Ce que révèle un procès-verbal
Une fois la composition posée, je regarde les procès-verbaux des deux ou trois dernières années, quand ils existent. Ce n'est pas leur longueur qui compte, mais ce qu'ils contiennent : une proposition d'investissement amendée, un délai de paiement discuté, un désaccord consigné même s'il a fini par se résoudre en faveur du dirigeant. Un procès-verbal qui approuve tout à l'unanimité, réunion après réunion, ne prouve pas que l'entreprise est bien dirigée. Il prouve seulement que personne n'a rien contesté par écrit. La différence paraît mince sur le moment. Elle devient centrale le jour où un repreneur, ou son conseil, cherche à comprendre comment les décisions se prennent réellement dans cette entreprise, une fois le fondateur parti.
Un conseil qui n'a jamais dit non n'a peut-être jamais eu l'occasion de le faire, ou n'a jamais eu, autour de la table, quelqu'un en mesure de le dire.
Je regarde aussi la fréquence et la préparation des séances. Un conseil qui se réunit deux fois par an sur un ordre du jour envoyé la veille fonctionne différemment d'un conseil qui se réunit chaque trimestre avec des documents transmis huit jours à l'avance, chiffres commentés, points d'attention identifiés. La forme paraît administrative, mais elle conditionne le fond : sans préparation, personne n'arrive avec une question construite, et la réunion se limite à écouter le dirigeant raconter son trimestre.

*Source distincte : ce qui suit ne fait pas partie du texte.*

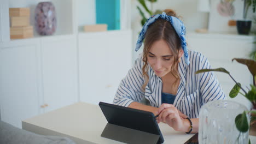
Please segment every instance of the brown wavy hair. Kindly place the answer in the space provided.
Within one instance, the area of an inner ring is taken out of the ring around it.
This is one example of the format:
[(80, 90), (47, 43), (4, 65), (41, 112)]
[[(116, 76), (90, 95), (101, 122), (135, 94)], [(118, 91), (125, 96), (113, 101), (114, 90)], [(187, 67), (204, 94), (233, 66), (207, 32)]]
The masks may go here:
[[(178, 17), (176, 13), (172, 9), (165, 9), (164, 11), (166, 13), (166, 15)], [(177, 79), (176, 82), (179, 78), (179, 73), (175, 68), (178, 66), (179, 50), (182, 49), (181, 39), (169, 21), (159, 19), (148, 27), (145, 34), (142, 56), (142, 61), (144, 62), (142, 67), (142, 74), (145, 79), (145, 83), (142, 86), (143, 89), (145, 89), (149, 79), (148, 75), (149, 66), (147, 56), (153, 44), (161, 39), (164, 40), (167, 43), (173, 54), (174, 61), (171, 68), (171, 73)]]

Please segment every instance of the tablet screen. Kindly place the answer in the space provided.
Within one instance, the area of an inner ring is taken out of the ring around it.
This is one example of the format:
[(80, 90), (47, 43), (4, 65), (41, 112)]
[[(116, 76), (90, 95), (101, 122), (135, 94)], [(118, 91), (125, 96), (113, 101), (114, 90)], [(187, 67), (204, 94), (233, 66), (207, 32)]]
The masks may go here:
[(100, 102), (99, 105), (109, 123), (138, 130), (164, 138), (152, 112)]

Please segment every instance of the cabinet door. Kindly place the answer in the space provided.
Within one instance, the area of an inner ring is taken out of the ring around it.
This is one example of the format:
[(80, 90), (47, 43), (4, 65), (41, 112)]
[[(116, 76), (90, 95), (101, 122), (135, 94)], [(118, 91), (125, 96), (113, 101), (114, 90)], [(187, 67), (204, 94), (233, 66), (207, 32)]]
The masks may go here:
[(79, 34), (81, 101), (112, 103), (131, 67), (131, 37), (130, 31)]
[(110, 41), (106, 35), (98, 33), (79, 34), (78, 39), (80, 100), (94, 104), (106, 101), (110, 86), (107, 85), (106, 55)]
[(121, 80), (128, 73), (131, 67), (131, 32), (120, 31), (113, 35), (108, 41), (111, 46), (107, 52), (108, 56), (108, 80), (107, 86), (109, 100), (112, 103)]
[(2, 120), (21, 128), (21, 121), (40, 113), (38, 40), (0, 43)]
[(45, 112), (78, 101), (75, 36), (60, 35), (41, 40)]

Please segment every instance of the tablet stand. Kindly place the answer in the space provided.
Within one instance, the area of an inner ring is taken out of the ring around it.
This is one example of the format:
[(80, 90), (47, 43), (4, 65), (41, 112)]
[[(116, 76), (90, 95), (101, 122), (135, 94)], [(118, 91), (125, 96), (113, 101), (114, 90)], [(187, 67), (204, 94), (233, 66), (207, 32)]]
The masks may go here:
[(127, 143), (160, 143), (160, 136), (107, 123), (101, 136)]

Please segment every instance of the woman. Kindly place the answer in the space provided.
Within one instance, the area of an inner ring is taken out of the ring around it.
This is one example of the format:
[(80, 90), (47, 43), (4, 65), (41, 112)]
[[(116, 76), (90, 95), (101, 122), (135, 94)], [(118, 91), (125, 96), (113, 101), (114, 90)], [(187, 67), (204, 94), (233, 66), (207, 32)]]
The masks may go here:
[[(121, 81), (114, 104), (159, 115), (158, 123), (175, 130), (197, 133), (200, 107), (226, 97), (213, 72), (195, 74), (210, 68), (209, 62), (188, 50), (183, 22), (172, 10), (164, 11), (143, 26), (136, 49), (144, 39), (143, 55)], [(139, 103), (143, 97), (151, 106)]]

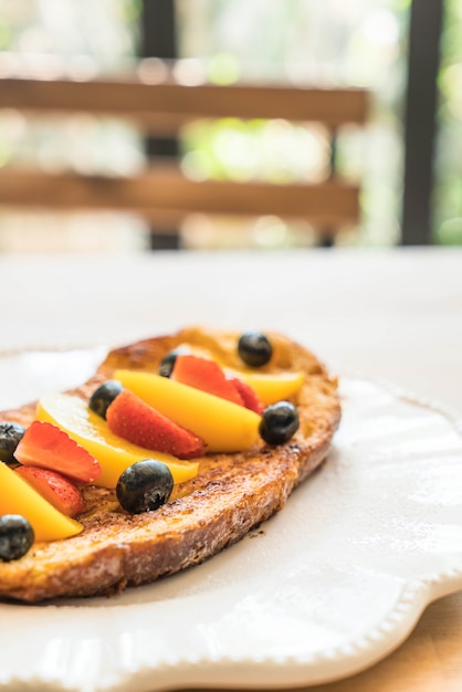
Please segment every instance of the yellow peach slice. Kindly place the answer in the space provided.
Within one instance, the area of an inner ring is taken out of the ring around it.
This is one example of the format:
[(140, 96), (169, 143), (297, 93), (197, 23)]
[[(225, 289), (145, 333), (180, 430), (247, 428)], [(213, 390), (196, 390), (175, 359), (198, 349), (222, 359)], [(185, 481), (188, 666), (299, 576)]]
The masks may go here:
[(249, 373), (245, 370), (227, 370), (240, 377), (260, 397), (263, 403), (270, 405), (292, 397), (304, 381), (303, 373)]
[(106, 421), (92, 411), (86, 401), (66, 394), (43, 396), (36, 407), (36, 418), (53, 423), (98, 460), (102, 473), (95, 485), (115, 487), (120, 473), (136, 461), (155, 457), (171, 471), (174, 483), (183, 483), (198, 474), (197, 461), (180, 461), (162, 452), (132, 444), (114, 434)]
[(150, 373), (116, 370), (114, 378), (160, 413), (201, 437), (210, 452), (248, 450), (259, 439), (261, 418), (243, 406)]
[(1, 462), (0, 487), (0, 514), (25, 516), (35, 541), (57, 541), (82, 532), (82, 524), (53, 507), (19, 473)]

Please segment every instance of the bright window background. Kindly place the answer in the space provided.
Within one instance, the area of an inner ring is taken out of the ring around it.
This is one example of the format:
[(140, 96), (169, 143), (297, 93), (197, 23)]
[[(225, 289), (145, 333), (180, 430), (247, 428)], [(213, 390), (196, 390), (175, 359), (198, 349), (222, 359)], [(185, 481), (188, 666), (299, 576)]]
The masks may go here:
[[(364, 223), (339, 244), (399, 242), (402, 196), (402, 112), (409, 0), (178, 0), (183, 66), (217, 83), (240, 80), (364, 86), (374, 94), (366, 128), (344, 128), (338, 168), (363, 182)], [(138, 42), (139, 0), (0, 0), (0, 70), (11, 65), (92, 76), (129, 71)], [(434, 239), (462, 243), (462, 7), (447, 0), (439, 78)], [(182, 167), (195, 178), (281, 182), (321, 180), (328, 154), (319, 127), (286, 123), (198, 123), (182, 136)], [(36, 123), (0, 114), (0, 166), (39, 164), (48, 170), (124, 174), (144, 165), (139, 134), (111, 120)], [(0, 213), (0, 250), (129, 251), (147, 247), (145, 224), (91, 214), (42, 219)], [(219, 231), (219, 232), (217, 232)], [(193, 218), (186, 247), (309, 245), (313, 229), (265, 218), (242, 224)]]

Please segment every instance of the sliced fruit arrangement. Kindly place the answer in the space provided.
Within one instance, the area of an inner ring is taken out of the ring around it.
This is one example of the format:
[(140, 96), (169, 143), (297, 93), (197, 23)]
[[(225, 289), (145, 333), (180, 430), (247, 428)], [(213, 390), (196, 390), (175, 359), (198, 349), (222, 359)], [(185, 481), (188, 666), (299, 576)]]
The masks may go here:
[(82, 524), (56, 510), (4, 463), (0, 463), (0, 515), (19, 514), (27, 518), (35, 541), (69, 538), (82, 532)]
[(15, 472), (63, 514), (76, 516), (85, 510), (81, 490), (62, 473), (39, 466), (18, 466)]
[(14, 458), (27, 466), (51, 469), (80, 483), (93, 483), (101, 475), (94, 457), (57, 426), (34, 420), (25, 430)]
[(175, 360), (170, 379), (243, 406), (243, 399), (237, 387), (227, 379), (221, 367), (213, 360), (191, 354), (179, 355)]
[(259, 373), (228, 370), (228, 376), (239, 377), (265, 405), (293, 397), (304, 382), (303, 373)]
[(125, 390), (106, 412), (109, 430), (148, 450), (193, 459), (204, 452), (204, 442), (193, 432), (162, 416), (132, 391)]
[(259, 371), (273, 356), (259, 332), (244, 333), (237, 352), (242, 370), (178, 347), (158, 375), (116, 370), (88, 401), (46, 395), (29, 428), (0, 422), (0, 560), (22, 556), (34, 539), (80, 533), (82, 484), (115, 489), (127, 512), (153, 511), (197, 475), (193, 460), (206, 452), (288, 441), (298, 416), (285, 399), (303, 375)]
[[(80, 397), (49, 394), (39, 400), (36, 418), (59, 426), (81, 447), (95, 457), (102, 468), (95, 485), (115, 487), (120, 473), (136, 461), (151, 455), (148, 450), (132, 444), (111, 431), (107, 422), (90, 409)], [(156, 452), (156, 458), (168, 465), (175, 483), (195, 478), (198, 463), (180, 461), (171, 454)]]
[(249, 450), (259, 439), (260, 416), (243, 406), (150, 373), (116, 370), (114, 377), (159, 413), (192, 430), (209, 452)]

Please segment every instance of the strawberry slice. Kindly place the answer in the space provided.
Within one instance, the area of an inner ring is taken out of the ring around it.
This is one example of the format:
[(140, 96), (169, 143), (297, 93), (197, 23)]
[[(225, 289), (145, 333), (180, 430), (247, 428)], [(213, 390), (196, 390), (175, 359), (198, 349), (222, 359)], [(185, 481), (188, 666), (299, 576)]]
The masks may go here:
[(227, 379), (223, 370), (214, 360), (208, 360), (190, 354), (179, 355), (175, 361), (170, 378), (182, 385), (196, 387), (196, 389), (201, 389), (216, 397), (243, 406), (243, 400), (238, 389)]
[(178, 426), (135, 394), (125, 389), (106, 411), (109, 430), (147, 450), (167, 452), (178, 459), (193, 459), (204, 452), (204, 442)]
[(51, 469), (81, 483), (92, 483), (101, 474), (101, 465), (64, 430), (52, 423), (34, 420), (14, 451), (25, 466)]
[(248, 382), (244, 382), (243, 379), (235, 377), (234, 375), (227, 375), (228, 381), (235, 387), (239, 396), (242, 399), (243, 406), (251, 411), (255, 411), (255, 413), (263, 413), (264, 403), (258, 396), (254, 389)]
[(15, 473), (63, 514), (75, 516), (85, 510), (81, 491), (61, 473), (35, 466), (18, 466)]

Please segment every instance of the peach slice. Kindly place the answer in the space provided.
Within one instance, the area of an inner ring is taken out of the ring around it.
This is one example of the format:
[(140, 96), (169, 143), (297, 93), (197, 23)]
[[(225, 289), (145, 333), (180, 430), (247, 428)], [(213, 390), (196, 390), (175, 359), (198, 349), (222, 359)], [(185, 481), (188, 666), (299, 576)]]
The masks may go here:
[(175, 483), (183, 483), (198, 474), (197, 461), (180, 461), (162, 452), (153, 452), (132, 444), (111, 432), (106, 421), (94, 413), (86, 401), (66, 394), (43, 396), (36, 407), (36, 418), (59, 426), (98, 460), (102, 472), (94, 482), (103, 487), (115, 487), (120, 473), (136, 461), (156, 458), (171, 471)]
[(207, 443), (209, 452), (239, 452), (259, 440), (261, 417), (250, 409), (167, 377), (116, 370), (114, 379)]
[(269, 406), (292, 397), (304, 382), (303, 373), (249, 373), (246, 370), (228, 370), (244, 380), (259, 398)]
[(0, 463), (0, 514), (25, 516), (35, 541), (57, 541), (82, 532), (82, 524), (62, 514), (4, 463)]

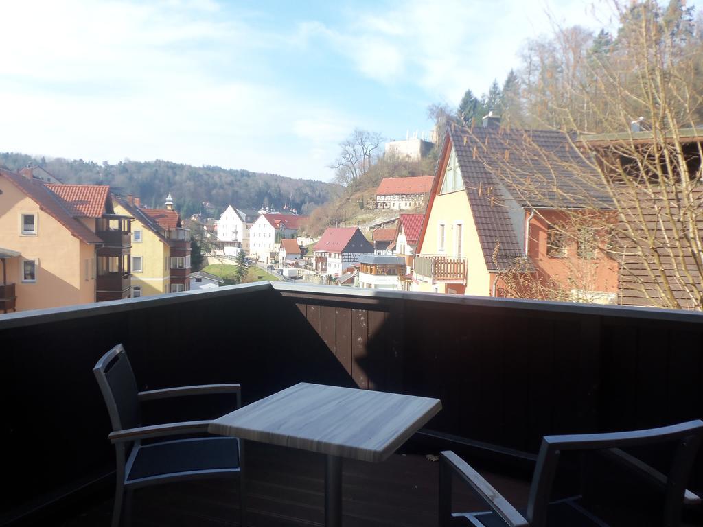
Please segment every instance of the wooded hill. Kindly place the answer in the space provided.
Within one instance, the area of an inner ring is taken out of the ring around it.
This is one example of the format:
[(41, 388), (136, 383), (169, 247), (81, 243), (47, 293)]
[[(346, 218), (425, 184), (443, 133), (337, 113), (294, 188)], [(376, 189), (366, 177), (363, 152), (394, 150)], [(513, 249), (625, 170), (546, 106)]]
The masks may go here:
[(273, 174), (228, 170), (219, 167), (193, 167), (168, 161), (125, 160), (98, 164), (83, 160), (44, 159), (18, 153), (0, 153), (0, 167), (19, 170), (38, 164), (64, 183), (110, 185), (122, 194), (141, 198), (147, 207), (161, 207), (167, 195), (173, 196), (183, 217), (205, 213), (209, 202), (216, 216), (229, 204), (258, 209), (284, 205), (309, 214), (332, 199), (339, 186), (308, 179), (293, 179)]

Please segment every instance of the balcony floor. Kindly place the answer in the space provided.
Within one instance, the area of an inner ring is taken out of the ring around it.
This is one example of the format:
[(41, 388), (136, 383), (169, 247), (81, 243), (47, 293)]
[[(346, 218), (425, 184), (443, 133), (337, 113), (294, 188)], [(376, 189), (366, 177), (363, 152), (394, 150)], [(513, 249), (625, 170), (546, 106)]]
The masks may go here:
[[(322, 456), (262, 443), (247, 443), (248, 526), (322, 526)], [(439, 463), (424, 455), (396, 454), (383, 463), (345, 460), (345, 527), (437, 526)], [(528, 482), (482, 471), (514, 505), (527, 505)], [(135, 492), (134, 527), (238, 525), (236, 480), (209, 480), (162, 486)], [(455, 486), (457, 488), (459, 486)], [(454, 503), (460, 510), (484, 510), (466, 488)], [(112, 499), (61, 523), (64, 527), (109, 526)]]

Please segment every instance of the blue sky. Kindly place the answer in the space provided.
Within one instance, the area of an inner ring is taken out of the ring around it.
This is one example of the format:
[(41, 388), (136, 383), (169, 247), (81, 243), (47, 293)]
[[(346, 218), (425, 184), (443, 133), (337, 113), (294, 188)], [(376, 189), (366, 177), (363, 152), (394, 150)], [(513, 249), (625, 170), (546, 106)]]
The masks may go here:
[(327, 180), (355, 127), (429, 131), (428, 105), (502, 82), (550, 18), (597, 29), (610, 13), (582, 0), (8, 3), (0, 150)]

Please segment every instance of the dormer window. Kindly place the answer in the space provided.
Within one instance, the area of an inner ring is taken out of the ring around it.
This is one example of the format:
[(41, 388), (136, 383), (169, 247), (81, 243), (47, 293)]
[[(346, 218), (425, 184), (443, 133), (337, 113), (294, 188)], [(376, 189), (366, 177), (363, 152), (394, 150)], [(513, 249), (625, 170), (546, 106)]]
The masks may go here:
[(449, 160), (446, 163), (444, 179), (442, 181), (441, 190), (439, 193), (446, 194), (450, 192), (456, 192), (463, 188), (464, 181), (461, 178), (461, 169), (459, 168), (459, 162), (456, 159), (456, 152), (452, 148), (449, 153)]

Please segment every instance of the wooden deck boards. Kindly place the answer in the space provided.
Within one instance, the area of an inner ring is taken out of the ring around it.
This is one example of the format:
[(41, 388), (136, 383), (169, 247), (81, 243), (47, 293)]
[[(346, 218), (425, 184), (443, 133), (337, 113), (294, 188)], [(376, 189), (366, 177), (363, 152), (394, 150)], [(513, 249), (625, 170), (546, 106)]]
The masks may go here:
[[(304, 450), (247, 443), (247, 525), (309, 527), (324, 520), (324, 457)], [(345, 527), (430, 527), (437, 525), (439, 463), (423, 455), (395, 454), (382, 463), (344, 460)], [(484, 475), (517, 507), (527, 505), (528, 482)], [(485, 506), (467, 489), (457, 488), (461, 510)], [(134, 527), (224, 527), (238, 525), (238, 496), (233, 480), (161, 486), (135, 493)], [(112, 499), (62, 523), (64, 527), (110, 525)]]

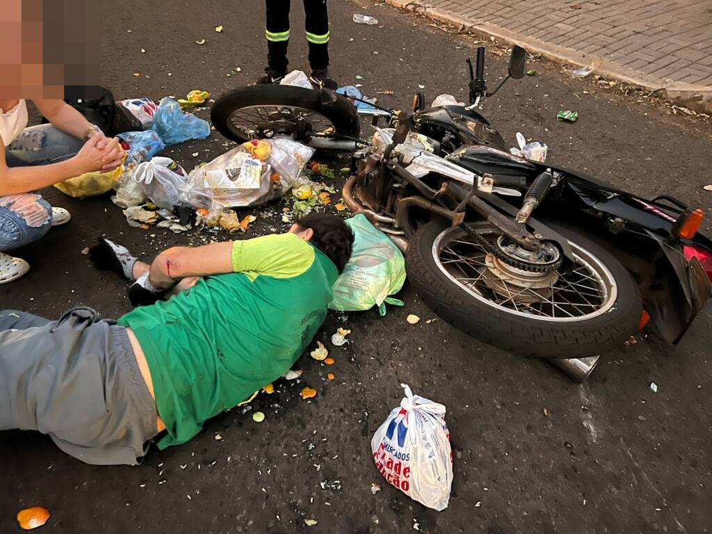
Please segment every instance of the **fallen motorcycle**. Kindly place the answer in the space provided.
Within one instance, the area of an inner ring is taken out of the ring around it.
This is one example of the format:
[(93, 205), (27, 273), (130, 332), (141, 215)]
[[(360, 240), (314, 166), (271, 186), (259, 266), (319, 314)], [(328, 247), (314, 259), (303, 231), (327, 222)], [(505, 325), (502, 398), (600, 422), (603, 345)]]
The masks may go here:
[[(240, 89), (211, 118), (236, 142), (288, 135), (352, 152), (349, 208), (405, 251), (424, 301), (481, 341), (563, 360), (580, 380), (649, 319), (679, 342), (712, 293), (702, 211), (510, 154), (476, 108), (524, 76), (526, 51), (513, 47), (509, 75), (492, 93), (484, 53), (474, 72), (468, 61), (468, 105), (424, 109), (417, 95), (412, 112), (372, 108), (368, 142), (351, 101), (325, 89)], [(391, 127), (378, 127), (382, 117)]]

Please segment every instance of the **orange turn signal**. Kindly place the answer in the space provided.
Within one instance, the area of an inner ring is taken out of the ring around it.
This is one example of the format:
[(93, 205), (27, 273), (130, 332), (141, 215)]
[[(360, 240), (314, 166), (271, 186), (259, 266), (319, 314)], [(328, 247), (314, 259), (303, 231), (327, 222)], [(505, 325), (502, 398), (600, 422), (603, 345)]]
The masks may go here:
[(700, 229), (700, 225), (702, 224), (704, 216), (704, 212), (699, 208), (687, 215), (685, 220), (677, 229), (678, 236), (684, 237), (686, 239), (691, 239), (694, 237)]
[(638, 323), (638, 332), (640, 332), (650, 320), (650, 314), (643, 310), (643, 315), (640, 316), (640, 323)]

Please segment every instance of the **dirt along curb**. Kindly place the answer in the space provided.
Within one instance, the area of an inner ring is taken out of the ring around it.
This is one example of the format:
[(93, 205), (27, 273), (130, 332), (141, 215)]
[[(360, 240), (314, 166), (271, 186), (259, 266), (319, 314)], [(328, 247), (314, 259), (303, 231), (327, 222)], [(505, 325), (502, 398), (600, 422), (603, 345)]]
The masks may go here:
[(385, 4), (398, 9), (422, 15), (434, 21), (453, 25), (461, 30), (494, 38), (508, 44), (518, 44), (530, 53), (557, 63), (578, 67), (592, 66), (592, 74), (634, 85), (649, 93), (654, 93), (661, 100), (677, 106), (701, 113), (712, 112), (712, 87), (659, 79), (634, 69), (611, 61), (605, 56), (585, 53), (572, 48), (560, 46), (541, 39), (511, 31), (488, 22), (481, 22), (468, 16), (431, 6), (426, 2), (414, 0), (384, 0)]

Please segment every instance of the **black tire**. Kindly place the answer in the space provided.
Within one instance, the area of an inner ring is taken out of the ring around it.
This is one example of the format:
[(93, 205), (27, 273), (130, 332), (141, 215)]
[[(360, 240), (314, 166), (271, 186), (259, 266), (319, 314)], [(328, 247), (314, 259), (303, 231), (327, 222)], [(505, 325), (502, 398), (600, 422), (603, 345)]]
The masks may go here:
[(241, 108), (260, 105), (293, 106), (310, 110), (331, 121), (336, 136), (358, 138), (360, 125), (356, 108), (347, 98), (328, 90), (326, 105), (320, 90), (290, 85), (252, 85), (238, 89), (218, 99), (210, 110), (210, 120), (224, 137), (236, 142), (248, 140), (229, 127), (230, 117)]
[(449, 225), (434, 221), (411, 239), (408, 278), (425, 303), (441, 318), (472, 337), (515, 354), (545, 358), (580, 358), (619, 348), (632, 335), (642, 313), (640, 293), (630, 273), (610, 253), (570, 229), (550, 225), (595, 256), (617, 287), (609, 311), (577, 322), (559, 323), (507, 313), (487, 305), (448, 278), (433, 257), (433, 245)]

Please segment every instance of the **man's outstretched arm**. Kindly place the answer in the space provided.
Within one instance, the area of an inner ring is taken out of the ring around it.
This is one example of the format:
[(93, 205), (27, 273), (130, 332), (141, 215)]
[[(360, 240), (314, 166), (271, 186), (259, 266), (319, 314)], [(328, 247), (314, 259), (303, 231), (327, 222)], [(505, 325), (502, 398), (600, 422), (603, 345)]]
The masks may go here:
[(189, 276), (232, 273), (232, 241), (197, 247), (176, 246), (156, 256), (149, 278), (157, 289), (169, 289)]

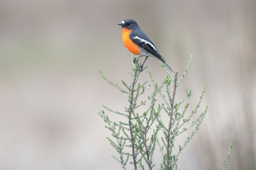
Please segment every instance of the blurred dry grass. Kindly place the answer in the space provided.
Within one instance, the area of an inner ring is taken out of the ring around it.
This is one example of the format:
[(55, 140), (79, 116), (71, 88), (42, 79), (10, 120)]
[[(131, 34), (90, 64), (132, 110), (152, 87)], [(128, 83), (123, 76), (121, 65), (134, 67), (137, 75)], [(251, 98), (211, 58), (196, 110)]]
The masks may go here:
[[(179, 167), (221, 169), (233, 141), (228, 169), (256, 169), (255, 16), (250, 0), (1, 1), (0, 169), (120, 169), (97, 112), (126, 98), (98, 69), (129, 80), (117, 23), (131, 18), (174, 70), (193, 54), (180, 90), (197, 101), (207, 87), (208, 114)], [(147, 64), (161, 81), (158, 61)]]

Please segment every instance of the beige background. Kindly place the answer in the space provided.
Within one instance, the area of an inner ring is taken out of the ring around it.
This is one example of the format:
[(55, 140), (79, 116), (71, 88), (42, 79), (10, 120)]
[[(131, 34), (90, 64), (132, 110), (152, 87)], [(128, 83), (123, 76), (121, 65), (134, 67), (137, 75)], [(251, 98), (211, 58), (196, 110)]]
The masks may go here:
[[(124, 111), (127, 98), (98, 70), (131, 81), (117, 25), (131, 18), (180, 76), (194, 55), (178, 99), (192, 89), (193, 108), (207, 87), (179, 168), (221, 169), (232, 141), (228, 169), (255, 169), (255, 17), (252, 0), (0, 1), (0, 169), (120, 169), (97, 113)], [(142, 79), (151, 71), (160, 82), (158, 63), (148, 59)]]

Ce que cela change face à un acquéreur
Un acheteur, surtout financier, ne lit pas un conseil d'administration comme un signe de conformité juridique. Il le lit comme un indicateur de ce qui se passera si le dirigeant quitte le navire plus vite que prévu, par maladie ou simplement par fatigue. Une gouvernance qui repose entièrement sur une personne inquiète davantage qu'elle ne rassure, même quand les chiffres sont bons, et cette inquiétude se traduit directement dans les clauses de garantie et d'accompagnement post-vente que l'acheteur va exiger. À l'inverse, un conseil restreint mais réel, deux ou trois personnes dont au moins une extérieure au premier cercle familial, qui se réunit plusieurs fois par an sur un ordre du jour préparé, envoie un signal différent : celui d'une entreprise qui a déjà commencé à exister sans dépendre exclusivement de son fondateur pour chaque arbitrage. C'est un des points que la due diligence creuse tôt, souvent avant même de discuter des chiffres.
Faire évoluer un conseil de complaisance vers un conseil qui délibère vraiment ne se décide pas en une seule réunion. Cela commence par inviter une personne extérieure, un ancien dirigeant d'un secteur voisin, un administrateur professionnel, à observer une séance sans droit de vote pendant six mois, puis à y siéger pleinement si l'exercice tient ses promesses. C'est aussi l'un des leviers les plus sous-utilisés pour réduire la dépendance de l'entreprise à son dirigeant : un conseil qui challenge des décisions opérationnelles force, par construction, une partie du savoir du dirigeant à devenir visible et débattable, bien avant qu'un MBO ou une vente à un tiers ne l'exige dans l'urgence.
La question que je pose en premier n'a presque jamais une bonne réponse au premier passage. Ce qui distingue les dossiers qui avancent, c'est moins cette réponse initiale que ce que le dirigeant en fait dans les mois qui suivent : accepter qu'une voix extérieure entre dans la pièce, avant que la succession elle-même ne l'y oblige.